Every day that I had to get up to go get the boat ready for a day of diving on shipwrecks with customers, I had the hardest time sleeping the night before because I was always so excited. I knew that I was going to see something amazing, even on the worst days, when the visibility was bad and the waves were up, I would put on my board shorts and be thrilled to get to go jump in the water, guide divers, watch them experience something that brought so much joy to my life, something I started out doing with my dad in a pool in east Texas.

Every day is an adventure

The most memorable days were the ones where nothing went as planned. I remember being on a boat with a class of advanced divers, thirteen miles from shore, just finishing our first dive and the boat would not crank.  No one’s fault, that’s just boats.  We needed a second dive, so sitting in the middle of the Gulf of Mexico, we decided to wait until after the second dive to call sea tow and get a ride back in.  Sure it meant being broken down at sea for a while longer, but the second dive was great, the water was warm and there was life everywhere, so we stuck it out, finished our course and then got a ride home.

 

Great office views

My mask or sunglasses lenses were my office windows, and the boat deck gave me the best views ever. I was always on oceanfront property, and the scenery was never the same.  I can remember rides back in with the sun setting behind the boat, thick fog as the sun was coming up on the way to the dive sites, dolphin jumping in the wake of the boat, seagulls following along on the way out, turtles surfacing, and countless sun rises and sets that always amazed.

Amazing people

One of the most impressive parts of working as a scuba instructor were the people that I got to deal with.
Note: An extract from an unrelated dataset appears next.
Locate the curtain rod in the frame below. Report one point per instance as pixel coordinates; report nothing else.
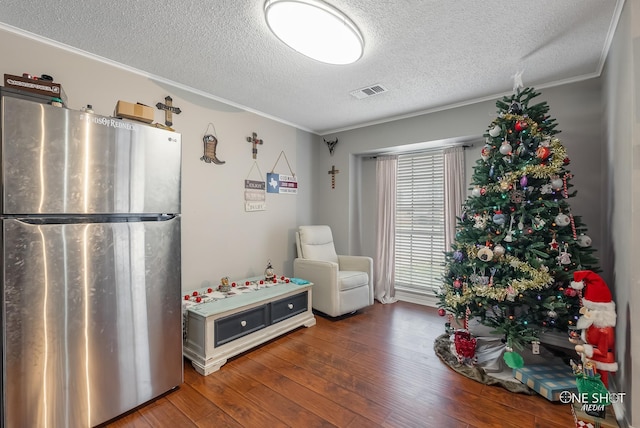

For the most part, the people who were learning to dive were enthusiastic and happy, and I loved getting to see their faces light up as they realized life-long goals.  My favorite statement by new divers was always something along the lines of “why did I wait so long to do this?” and it seemed like they asked that no matter how old or young they were.  I met DJ’s, Google Employees, Police Officers, Pilots, Military Personnel, Engineers, Designers, Media Specialists, people from all walks of life

It led to where I am today

So many people out there are unhappy with their careers, choices… their lives, but I got lucky, so many times.

I started my family while diving for a living, met a great woman and had the best son in the world (my opinion, I’m entitled to it). I got to live on the beach in Florida for over a decade while I was teaching diving every day.  I got to help others change their lives for the better by introducing them to a sport that gave me so much, and later by helping many of them become scuba instructors.  Now, I get to give advice and talk to people about teaching diving, work with new instructors and dive businesses all across the country, and I have a career that keeps me tied to the culture and industry that I hold so dear.  I get to help people in an industry that helped me become the person that I am today.